Aboliamo le provincie. Ora sono (quasi) tutti contrari [di Giuseppe Pulina]

 

Proclamazione_della_Repubblica_sassarese_-_Giuseppe_Sciuti,_1880_-_Sassari,_Palazzo_della_Provincia

Dopo il referendum abrogativo delle provincie sarde dello scorso anno, è calato sull’argomento una pesante cortina polemica. Si sta per procedere in consiglio regionale alla discussione della legge di riordino, ma il dibattito è praticamente a zero. Ad oggi sembra sia prevalsa la tesi abolizionista totale (applicazione alla lettera  del risultato del referendum) dei Riformatori rispetto a quelle “possibiliste” (conserviamo gli enti intermedi, soprattutto quello nei quali abbiamo la maggioranza) delle altre forze politiche. Si arriva così impreparati all’appuntamento della riforma con il rischio di un compromesso al minimo che lascerà tutti scontenti, tranne coloro che avranno salvato il loro scranno.

Per fortuna sotto i cieli d’Italia c’è qualcuno che ha pensato di approfondire l’argomento e di proporre una riordino globale degli enti intermedi (regioni e provincie) alla luce di una visione moderna ed efficace di questo importante spazio di governo vicino alle esigenze dei cittadini. La Società Geografica Italiana, in collaborazione con il CNR, in uno studio iniziato nel 1999 e consegnato qualche mese fa al Ministero degli Affari Regionali, ha delineato un’Italia con 36 regioni al posto delle attuali 20 regioni e 110 provincie. Il presidente della Società, Sergio Conti, spiega che il disegno riguarda la riaggregazione innovativa dei comuni in entità territoriali di dimensione intermedia fra le attuali regioni e provincie, e non l’accorpamento di provincie già esistenti (come frettolosamente proposto dal governo Monti).

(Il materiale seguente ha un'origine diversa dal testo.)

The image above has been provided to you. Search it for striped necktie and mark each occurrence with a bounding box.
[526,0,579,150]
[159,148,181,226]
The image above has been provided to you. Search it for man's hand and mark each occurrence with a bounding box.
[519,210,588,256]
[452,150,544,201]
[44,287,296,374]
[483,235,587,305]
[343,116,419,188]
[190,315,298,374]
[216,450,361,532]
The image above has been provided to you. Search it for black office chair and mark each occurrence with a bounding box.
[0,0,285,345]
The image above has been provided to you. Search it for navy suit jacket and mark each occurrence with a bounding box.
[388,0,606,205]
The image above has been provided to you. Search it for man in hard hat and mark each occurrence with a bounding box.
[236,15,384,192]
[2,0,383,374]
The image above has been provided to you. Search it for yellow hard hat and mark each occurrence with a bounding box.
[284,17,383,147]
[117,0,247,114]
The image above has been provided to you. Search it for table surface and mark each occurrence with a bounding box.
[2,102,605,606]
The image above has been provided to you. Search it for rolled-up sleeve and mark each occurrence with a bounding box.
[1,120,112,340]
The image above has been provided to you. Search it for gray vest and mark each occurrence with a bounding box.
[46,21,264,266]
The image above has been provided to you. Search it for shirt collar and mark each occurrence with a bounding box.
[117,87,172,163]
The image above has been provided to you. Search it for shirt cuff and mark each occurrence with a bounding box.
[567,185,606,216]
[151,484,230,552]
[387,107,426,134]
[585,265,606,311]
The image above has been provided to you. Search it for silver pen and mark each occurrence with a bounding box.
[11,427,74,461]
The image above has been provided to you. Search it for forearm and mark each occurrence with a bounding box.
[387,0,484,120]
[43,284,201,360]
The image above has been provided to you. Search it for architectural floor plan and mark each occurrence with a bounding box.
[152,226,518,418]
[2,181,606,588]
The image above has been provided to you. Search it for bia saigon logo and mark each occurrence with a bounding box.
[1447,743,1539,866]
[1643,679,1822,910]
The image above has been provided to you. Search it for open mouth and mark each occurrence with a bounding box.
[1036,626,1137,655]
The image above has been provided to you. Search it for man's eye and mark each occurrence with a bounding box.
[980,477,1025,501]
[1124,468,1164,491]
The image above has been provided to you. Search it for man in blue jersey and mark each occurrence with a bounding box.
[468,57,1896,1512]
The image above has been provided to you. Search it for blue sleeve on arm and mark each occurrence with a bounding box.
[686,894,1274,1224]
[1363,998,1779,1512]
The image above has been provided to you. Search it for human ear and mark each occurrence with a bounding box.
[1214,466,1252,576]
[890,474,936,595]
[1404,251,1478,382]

Secondo la Società, “si tratta di un disegno programmatico che trascende le consolidate suddivisioni amministrative provinciali e regionali. Competitività, sostenibilità ambientale, innovazione socio-culturale rappresentano i nuovi assets strategici su cui fondare una possibile proposta. L’obiettivo è quello di disegnare un’organizzazione dell’Italia articolato in una molteplicità di centralità strategiche secondo  l’individuazione di una pluralità di nuovi fattori di localizzazione che sostengano un ritaglio amministrativo adeguato al territorio”.  

Nello studio, il cui testo completo può essere trovato in http://www.societageografica.it/images/stories/Pubblicazioni/NUOVA_EDIZIONE_e-book_Il_riordino_territoriale_dello_Stato.pdf (vedi foto in coda) per la Sardegna, al posto della regione e delle 8 provincie,  sono state proposte due aggregazioni (nello studio non si creano denominazioni, ma ci si ispira agli arrondissement francesi o ali lander tedeschi): quella del capo di sopra e quella del capo di sotto (esattamente quanto auspicato da me in tempi non sospetti sul sito di Sardegna Democratica). Lo studio, però, suggerisce che per i territori dotati di particolari caratteristiche di concentrazione urbana, possano essere previste le aree metropolitane.

In sostanza per la Sardegna potrebbero essere previste due provincie regionali (che assumeranno la denominazione definitiva una volta varata la riforma della costituzione che le riguarda) e due aree metropolitane per i territori di Cagliari e di Sassari. Per quanto riguarda le regioni-provincie del nord e del sud, il più grande problema che intravedo potrebbe essere la collocazione del capoluogo (fra Nuoro e Olbia, per il nord, e fra Oristano e Iglesias, per il sud). Ma se ci inoltriamo su questa china, non sarebbe stato meglio lasciare tutto come era?